En la rica tradición de la literatura erótica de contexto ferroviario, los revisores y las revisoras salen siempre muy bien parados.

En 1984 Lonnie Barbach publicó Pleasures (1989, Placeres), una antología de relatos escritos por mujeres en los que se recrean fantasías eróticas. Uno de ellos, sin firma, lleva por título Cómo pasé mis vacaciones de verano y es un compendio de lances, ensueños y fantasías echas realidad aprovechando los viajes estivales.

El ocaso lanzaba saetas de luz gris y rosa en la gran estación al aire libre. Paseé arriba y abajo junto a la vía, mirando a los viajeros y consultando los indicadores. Un revisor advirtió mi inseguridad y me preguntó cuál era mi destino. Sí, ese tren llegaría de un momento a otro por aquella vía.
Así fue. Y, cuando reunía mis bolsas y cestas para subir al vagón, el mismo revisor se me acercó por detrás para ayudarme.
A droite –dijo.
Todos los demás pasajeros se dirigían hacia la izquierda. Yo le seguí hacia la derecha, para entrar en un compartimiento vacío. Dejó mis bolsas en la red y me encendió la lamparilla de lectura.
Bon soir –dijo, y se fue.

No hace falta decir que revisor y viajera saben encontrar su momento y que lo disfrutan al ritmo del traqueteo del tren.

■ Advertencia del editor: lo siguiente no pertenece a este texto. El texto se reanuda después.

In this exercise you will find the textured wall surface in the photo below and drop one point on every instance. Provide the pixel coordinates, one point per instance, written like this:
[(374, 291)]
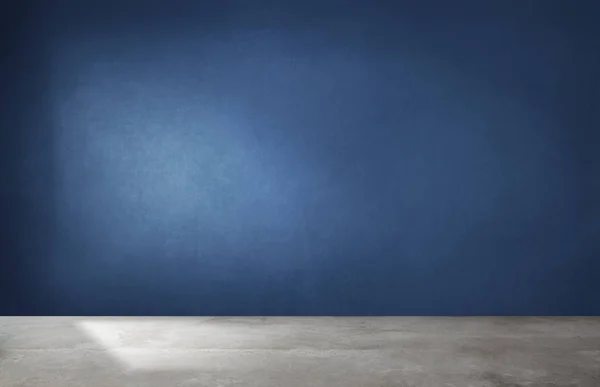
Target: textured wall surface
[(304, 159)]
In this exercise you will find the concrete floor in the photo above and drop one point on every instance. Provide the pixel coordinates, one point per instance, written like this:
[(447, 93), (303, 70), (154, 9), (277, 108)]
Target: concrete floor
[(288, 352)]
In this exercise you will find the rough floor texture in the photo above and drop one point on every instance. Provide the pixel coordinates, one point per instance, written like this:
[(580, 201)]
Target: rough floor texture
[(288, 352)]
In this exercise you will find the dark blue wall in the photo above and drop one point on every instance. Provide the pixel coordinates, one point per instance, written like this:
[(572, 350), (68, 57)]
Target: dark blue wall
[(321, 158)]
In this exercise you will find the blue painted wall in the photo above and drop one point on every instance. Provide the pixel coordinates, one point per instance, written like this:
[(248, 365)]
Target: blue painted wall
[(305, 159)]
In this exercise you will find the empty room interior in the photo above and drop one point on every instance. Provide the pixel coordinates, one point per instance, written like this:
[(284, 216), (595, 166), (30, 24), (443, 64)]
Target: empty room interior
[(300, 193)]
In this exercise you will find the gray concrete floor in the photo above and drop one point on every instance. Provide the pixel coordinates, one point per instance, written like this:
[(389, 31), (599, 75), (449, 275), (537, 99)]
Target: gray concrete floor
[(288, 352)]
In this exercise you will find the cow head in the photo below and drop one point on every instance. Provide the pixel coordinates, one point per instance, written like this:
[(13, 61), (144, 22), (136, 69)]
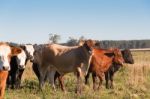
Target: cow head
[(6, 52), (127, 56), (89, 45), (117, 56), (29, 50)]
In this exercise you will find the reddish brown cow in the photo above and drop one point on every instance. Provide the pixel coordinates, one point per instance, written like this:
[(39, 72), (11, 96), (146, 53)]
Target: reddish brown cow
[(100, 63), (5, 54)]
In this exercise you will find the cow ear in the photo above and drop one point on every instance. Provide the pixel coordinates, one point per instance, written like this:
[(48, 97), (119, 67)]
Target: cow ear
[(23, 47), (109, 54), (15, 51)]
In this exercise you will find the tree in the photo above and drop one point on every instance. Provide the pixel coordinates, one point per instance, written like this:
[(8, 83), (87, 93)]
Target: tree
[(54, 38)]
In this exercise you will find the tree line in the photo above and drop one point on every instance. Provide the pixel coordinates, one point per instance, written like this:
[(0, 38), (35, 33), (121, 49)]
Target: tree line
[(122, 44)]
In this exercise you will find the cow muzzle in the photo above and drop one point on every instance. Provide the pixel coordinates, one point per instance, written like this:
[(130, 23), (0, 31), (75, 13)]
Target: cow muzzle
[(21, 67), (6, 68)]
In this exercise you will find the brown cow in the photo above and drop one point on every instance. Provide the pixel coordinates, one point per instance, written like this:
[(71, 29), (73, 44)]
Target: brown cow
[(63, 59), (6, 52), (101, 60)]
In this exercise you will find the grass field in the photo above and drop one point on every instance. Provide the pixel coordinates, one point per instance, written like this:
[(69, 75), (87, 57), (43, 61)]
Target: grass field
[(131, 82)]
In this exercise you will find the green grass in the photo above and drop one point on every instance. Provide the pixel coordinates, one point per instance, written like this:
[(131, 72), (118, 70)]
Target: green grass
[(131, 82)]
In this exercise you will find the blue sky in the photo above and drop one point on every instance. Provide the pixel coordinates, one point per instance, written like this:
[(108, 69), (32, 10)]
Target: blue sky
[(30, 21)]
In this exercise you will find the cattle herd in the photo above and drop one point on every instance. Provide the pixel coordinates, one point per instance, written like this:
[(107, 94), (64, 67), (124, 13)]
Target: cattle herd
[(53, 61)]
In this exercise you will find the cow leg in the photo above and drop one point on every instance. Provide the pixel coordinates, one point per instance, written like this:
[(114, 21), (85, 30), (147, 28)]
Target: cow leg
[(100, 80), (36, 70), (3, 78), (94, 80), (79, 81), (19, 76), (8, 82), (51, 75), (107, 79), (61, 81), (86, 78), (13, 80), (111, 81), (56, 76), (43, 72)]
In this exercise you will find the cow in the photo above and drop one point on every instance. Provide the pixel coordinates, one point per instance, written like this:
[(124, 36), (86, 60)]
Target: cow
[(100, 63), (15, 74), (63, 59), (6, 52), (17, 65), (109, 74)]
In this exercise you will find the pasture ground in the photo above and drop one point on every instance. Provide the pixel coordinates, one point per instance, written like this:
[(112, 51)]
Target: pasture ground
[(131, 82)]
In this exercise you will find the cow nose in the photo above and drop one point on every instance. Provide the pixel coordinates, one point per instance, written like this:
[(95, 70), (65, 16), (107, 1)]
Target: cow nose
[(21, 66), (6, 68)]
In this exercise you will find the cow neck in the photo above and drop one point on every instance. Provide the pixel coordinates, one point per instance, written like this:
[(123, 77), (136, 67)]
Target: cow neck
[(84, 53), (87, 48)]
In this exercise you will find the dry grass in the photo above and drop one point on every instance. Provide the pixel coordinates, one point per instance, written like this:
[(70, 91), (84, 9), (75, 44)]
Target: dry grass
[(131, 82)]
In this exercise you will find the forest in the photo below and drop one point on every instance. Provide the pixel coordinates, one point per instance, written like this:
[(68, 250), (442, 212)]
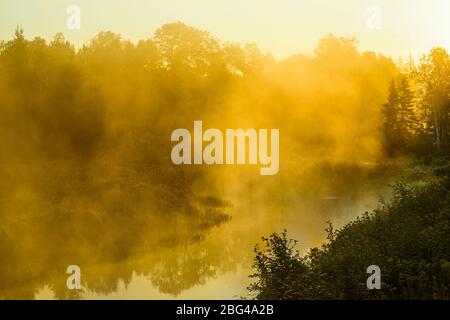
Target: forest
[(85, 162)]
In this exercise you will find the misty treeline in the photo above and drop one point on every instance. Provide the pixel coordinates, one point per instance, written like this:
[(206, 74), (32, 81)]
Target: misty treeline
[(85, 169), (416, 114), (406, 238)]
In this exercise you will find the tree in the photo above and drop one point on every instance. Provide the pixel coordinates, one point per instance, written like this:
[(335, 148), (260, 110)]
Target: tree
[(390, 112), (434, 73)]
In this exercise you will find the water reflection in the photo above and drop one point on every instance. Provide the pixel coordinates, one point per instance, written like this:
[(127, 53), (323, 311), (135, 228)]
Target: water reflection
[(169, 238)]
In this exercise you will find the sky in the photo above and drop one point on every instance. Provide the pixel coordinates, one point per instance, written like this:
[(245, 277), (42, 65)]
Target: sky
[(279, 27)]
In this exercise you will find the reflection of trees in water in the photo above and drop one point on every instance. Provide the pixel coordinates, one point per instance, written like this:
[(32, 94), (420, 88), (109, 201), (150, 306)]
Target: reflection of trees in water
[(105, 227)]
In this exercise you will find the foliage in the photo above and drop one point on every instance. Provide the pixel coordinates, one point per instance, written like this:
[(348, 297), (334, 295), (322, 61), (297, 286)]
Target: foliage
[(408, 239)]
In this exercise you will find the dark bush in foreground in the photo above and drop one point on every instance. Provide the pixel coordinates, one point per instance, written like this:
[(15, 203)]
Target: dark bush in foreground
[(409, 239)]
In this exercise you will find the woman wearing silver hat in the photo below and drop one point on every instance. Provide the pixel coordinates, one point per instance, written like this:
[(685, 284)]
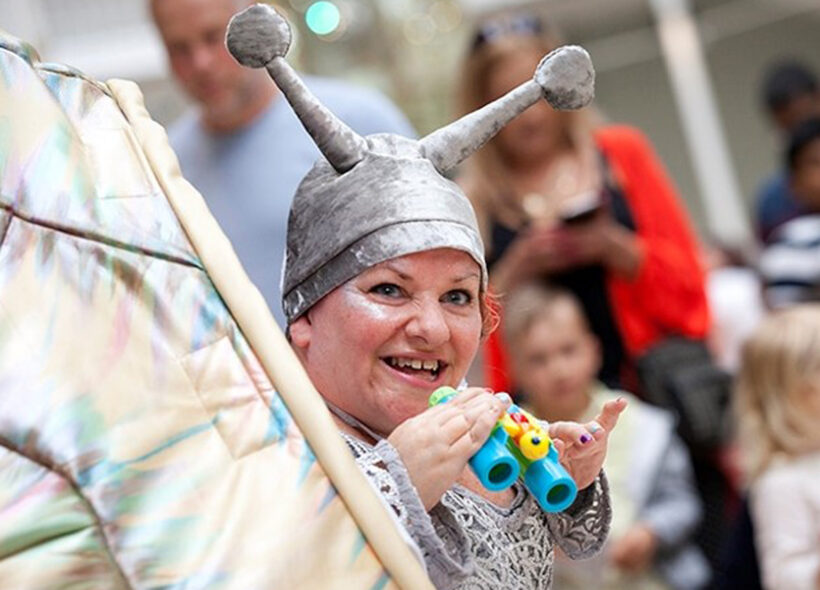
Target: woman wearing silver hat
[(384, 290)]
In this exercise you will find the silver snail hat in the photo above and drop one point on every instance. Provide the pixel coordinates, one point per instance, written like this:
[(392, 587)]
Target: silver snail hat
[(382, 196)]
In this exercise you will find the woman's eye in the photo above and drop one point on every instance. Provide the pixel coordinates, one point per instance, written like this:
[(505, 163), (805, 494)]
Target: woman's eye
[(386, 289), (458, 297)]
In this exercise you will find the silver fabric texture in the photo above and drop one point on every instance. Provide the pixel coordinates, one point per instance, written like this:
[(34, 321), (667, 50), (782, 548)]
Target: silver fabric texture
[(381, 197), (470, 543), (393, 203)]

Álvaro Labrador ganó la edición de 1986 de los Premios del Tren con el relato Un tren de verano. El protagonista es un revisor de Renfe que contempla las jóvenes nórdicas que viajan de vacaciones durmiendo en los trenes nocturnos, las admira, las estudia y las compara con su novia casta y tradicional. Les pide el billete esperando que tengan que medio desnudarse para acceder a la bolsa oculta del dinero y la documentación, les da complicadas explicaciones sobre trayectos para estar cerca de ellas, fabula con hacerles el amor. En su imaginación obsesiva, acaba descubriendo una simbiosis entre las chicas y el tren. 

Eran así las noches en los trenes de verano, noches calientes también de sexo, noches acuñadas por estas ardientes mujeres del norte, mujeres de frío y pasión, mujeres que hacían una simbiosis de amor con el tren. Éste les daba su velocidad, su movimiento, sus pasillos, compartimentos, sus ventanas abiertas al campo, sus noches de viaje y estrellas, y a cambio ellas transformaban su cara fuliginosa y tubular haciendo de él un tren apasionado y sexual.

Ilustración 12

La editorial francesa La Musardine, especializada en literatura y cómics eróticos, editó en 2012 un conjunto de relatos bajo el título Oséz... 20 histoires érotiques dans un train [Ilustración 12]. Uno de los relatos es Intrusion de Clarissa Rivière. En él sorprende tanto el realismo con que se describe la inexperiencia de la parejita protagonista, como el inesperado giro que aporta al relato la entrada del revisor del tren en su compartimento. La historia ocurre en un tren convencional con coches-cama y que avanza con un traqueteo que favorece que la protagonista se dedique de lleno a gozar con el revisor: «Olvidado Adrien, los movimientos del tren, monótonos, regulares, repetitivos, adormecen su consciencia, ella sólo se preocupa de buscar su placer».

El volumen incluye también el relato Sur la rute, de Miss Kat, pseudónimo de Octavia Delvaux. Coralie, una chica con pocos recursos va a un congreso de literatura erótica para que la Delvaux le firme ejemplares. Se cuela en el metro y en el tren. Mientras está leyendo la literatura erótica de su autora favorita, entra en su compartimiento Mylène, una mujer también lectora de Delvaux. Hablan y comparten intimidades. Cuando los revisores entran a pedirles los billetes, las dos mujeres se besan para ahuyentarlos, aunque los dos hombres acaban quedándose y montando una orgía a cuatro. Al final…

Apenas recuperada de sus emociones, Coralie mira a Mylène y a los dos revisores. Algo se le hace ahora evidente:
–¿Os conocíais?
Los otros tres estallan en risas. Mylène deja una insignia de revisora sobre la mesita:
–Te vi subir al tren en París. Tenías un comportamiento tan sospechoso que llevabas la palabra "defraudadora" en la frente. Entonces vi tu libro. Yo quería jugar... Y no me arrepiento –dijo con una sonrisa codiciosa–. Franck y Roger –añadió señalando a los otros dos revisores–, unos compañeros de profesión con los que suelo jugar de vez en cuando.

La aficionada a la literatura erótica se ahorra así el billete y, de paso, se confabula para el viaje de vuelta con los apasionados revisores ferroviarios.